Just when we thought that last week’s Tory election victory would bring some lasting relief to the Pound, the return of hard-line Boris Johnson has brought us back to reality. It was perhaps foolish to think that the new majority government would take a more liberal stance on Brexit and markets were probably caught up in the romance of ‘getting Brexit done’, but it’s now clear that the UK will have no longer than 11 months to negotiate a full trade deal with the EU. Yesterday’s announcement by Johnson that he will place into law a guarantee that the Brexit transition phase is not extended, effectively sets up a scenario where the UK could leave the EU with a no-deal—meaning World Trade Organisation terms—after December 31st, 2020. The Pound has responded as expected, losing almost 2.0% of its value against the US Dollar from yesterday’s highs.

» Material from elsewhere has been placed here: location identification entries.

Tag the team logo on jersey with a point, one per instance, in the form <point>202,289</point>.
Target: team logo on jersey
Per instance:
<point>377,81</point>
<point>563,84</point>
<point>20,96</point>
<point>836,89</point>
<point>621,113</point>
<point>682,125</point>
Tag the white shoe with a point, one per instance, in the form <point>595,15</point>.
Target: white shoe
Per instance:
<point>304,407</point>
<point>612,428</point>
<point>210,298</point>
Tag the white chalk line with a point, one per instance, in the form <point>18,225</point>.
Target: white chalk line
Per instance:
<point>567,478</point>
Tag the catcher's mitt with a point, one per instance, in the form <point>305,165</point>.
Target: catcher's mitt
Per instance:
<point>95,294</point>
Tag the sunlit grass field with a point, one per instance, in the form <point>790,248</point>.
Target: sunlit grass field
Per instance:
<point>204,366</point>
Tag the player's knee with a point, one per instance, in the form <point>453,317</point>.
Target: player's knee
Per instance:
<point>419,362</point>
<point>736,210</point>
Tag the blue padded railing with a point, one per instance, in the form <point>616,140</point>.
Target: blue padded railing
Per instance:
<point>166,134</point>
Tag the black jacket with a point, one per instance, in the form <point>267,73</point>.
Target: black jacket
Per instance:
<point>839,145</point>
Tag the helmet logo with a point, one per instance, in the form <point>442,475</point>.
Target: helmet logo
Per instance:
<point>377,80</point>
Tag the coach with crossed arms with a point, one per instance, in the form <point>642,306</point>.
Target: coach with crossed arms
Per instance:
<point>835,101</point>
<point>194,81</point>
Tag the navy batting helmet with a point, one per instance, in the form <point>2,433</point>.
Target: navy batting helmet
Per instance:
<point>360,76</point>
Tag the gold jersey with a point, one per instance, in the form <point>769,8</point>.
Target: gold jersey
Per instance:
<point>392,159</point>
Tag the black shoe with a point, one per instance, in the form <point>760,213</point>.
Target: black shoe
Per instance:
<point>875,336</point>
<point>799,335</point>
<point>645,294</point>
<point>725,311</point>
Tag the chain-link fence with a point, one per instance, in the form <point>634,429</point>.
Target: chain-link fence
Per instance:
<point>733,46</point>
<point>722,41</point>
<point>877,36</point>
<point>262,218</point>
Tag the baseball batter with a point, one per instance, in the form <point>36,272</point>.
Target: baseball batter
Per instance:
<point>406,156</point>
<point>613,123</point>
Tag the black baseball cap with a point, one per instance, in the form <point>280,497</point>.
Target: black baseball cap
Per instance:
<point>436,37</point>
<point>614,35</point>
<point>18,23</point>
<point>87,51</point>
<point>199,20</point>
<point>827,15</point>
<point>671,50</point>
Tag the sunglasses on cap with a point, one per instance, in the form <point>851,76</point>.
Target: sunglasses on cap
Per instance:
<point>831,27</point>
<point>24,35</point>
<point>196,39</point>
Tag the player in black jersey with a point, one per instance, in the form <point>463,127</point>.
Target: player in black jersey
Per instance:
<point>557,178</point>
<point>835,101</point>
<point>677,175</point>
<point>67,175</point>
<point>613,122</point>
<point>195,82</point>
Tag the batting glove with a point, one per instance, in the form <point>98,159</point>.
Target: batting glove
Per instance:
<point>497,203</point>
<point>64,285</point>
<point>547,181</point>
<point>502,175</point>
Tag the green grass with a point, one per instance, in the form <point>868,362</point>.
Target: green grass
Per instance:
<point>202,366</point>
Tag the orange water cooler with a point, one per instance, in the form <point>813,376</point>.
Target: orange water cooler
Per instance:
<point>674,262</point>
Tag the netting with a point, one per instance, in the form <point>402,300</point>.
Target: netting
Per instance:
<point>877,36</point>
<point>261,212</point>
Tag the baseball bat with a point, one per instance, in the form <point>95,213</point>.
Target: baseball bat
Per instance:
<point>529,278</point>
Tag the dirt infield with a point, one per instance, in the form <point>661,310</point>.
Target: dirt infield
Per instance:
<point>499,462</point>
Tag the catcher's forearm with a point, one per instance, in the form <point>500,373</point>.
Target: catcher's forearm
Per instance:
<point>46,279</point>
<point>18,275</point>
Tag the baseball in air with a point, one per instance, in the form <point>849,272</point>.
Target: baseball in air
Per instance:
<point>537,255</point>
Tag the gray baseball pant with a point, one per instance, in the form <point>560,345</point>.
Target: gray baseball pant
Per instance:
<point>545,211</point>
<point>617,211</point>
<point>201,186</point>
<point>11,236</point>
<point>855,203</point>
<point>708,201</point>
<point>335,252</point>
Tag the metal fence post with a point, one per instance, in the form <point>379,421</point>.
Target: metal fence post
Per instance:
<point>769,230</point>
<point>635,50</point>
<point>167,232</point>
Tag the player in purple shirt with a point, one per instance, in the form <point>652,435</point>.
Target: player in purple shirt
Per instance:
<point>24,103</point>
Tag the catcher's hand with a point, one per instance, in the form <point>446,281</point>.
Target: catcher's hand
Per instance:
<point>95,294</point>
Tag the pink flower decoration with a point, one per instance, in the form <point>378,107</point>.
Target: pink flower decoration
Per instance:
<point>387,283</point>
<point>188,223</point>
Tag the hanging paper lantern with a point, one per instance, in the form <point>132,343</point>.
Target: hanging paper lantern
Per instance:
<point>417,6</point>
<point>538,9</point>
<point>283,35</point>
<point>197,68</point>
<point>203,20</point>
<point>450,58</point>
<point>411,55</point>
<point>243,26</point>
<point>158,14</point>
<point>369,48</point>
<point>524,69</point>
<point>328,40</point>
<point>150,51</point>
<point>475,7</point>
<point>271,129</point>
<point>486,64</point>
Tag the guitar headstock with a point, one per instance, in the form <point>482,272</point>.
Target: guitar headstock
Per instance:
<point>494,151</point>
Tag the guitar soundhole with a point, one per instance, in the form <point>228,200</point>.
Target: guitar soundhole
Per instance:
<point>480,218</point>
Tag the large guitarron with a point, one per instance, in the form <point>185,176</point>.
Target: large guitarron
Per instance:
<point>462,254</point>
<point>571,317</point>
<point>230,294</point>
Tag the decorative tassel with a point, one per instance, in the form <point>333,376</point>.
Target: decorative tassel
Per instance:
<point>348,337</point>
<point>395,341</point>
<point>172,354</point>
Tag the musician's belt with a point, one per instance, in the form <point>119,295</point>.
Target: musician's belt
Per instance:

As for the new schedule, Johnson is expected to force his revised withdrawal bill agreement through the House of Commons this Friday, with a view to the UK officially leaving the EU on January 31st. The transition period would then kick in, giving the UK time to negotiate a permanent set of trade rules with the bloc before the end of 2020. Failure to do so would mean the immediate imposition of tariffs, quotas and other regulatory checks that could cause chaos to many UK and continental businesses. It now looks as though the Pound is on another collision course with rising uncertainty that could result in markets beginning to reprice no-deal risk into Sterling’s value.
Bottom line: Alas, it could have gone another way. Johnson might’ve used his majority to marginalise the hard-line European Research Group and follow a Brexit model that would win the approval of British industry. However, it now seems as though the Pound’s surge predicted by many analysts was rather short-sighted, and the reality is likely to reflect that the risk has only been deferred, not eliminated
The pair opened with heavy Sterling pressure on Tuesday, sending Cable back below pre-election levels at the 1.32 figure. Heightened perceived risk of a no-deal Brexit at the end of the transition period on December 31st 2020 is partly to blame for the move, which is exacerbated by light December liquidity. The trade-weighted Sterling index now trades below the highs reached in March 2019.
The currency cross has dipped below the key 1.19 level that provided significant resistance earlier in the month. Sterling is the main culprit of the move as the Euro is relatively unchanged. With all major UK and European data already out for today, market sentiment will remain the driver of the pair.
EUR/USD volatility remains low, having dropped off the high 1.11’s last Friday. The pair has failed to maintain above the 1.1150 level this week, which coincides with the 200-daily moving average. The 50-daily moving average currently sits at 1.1074 which could support the pair in the short-run. Greater intra-day volatility may come this afternoon when US data gets released.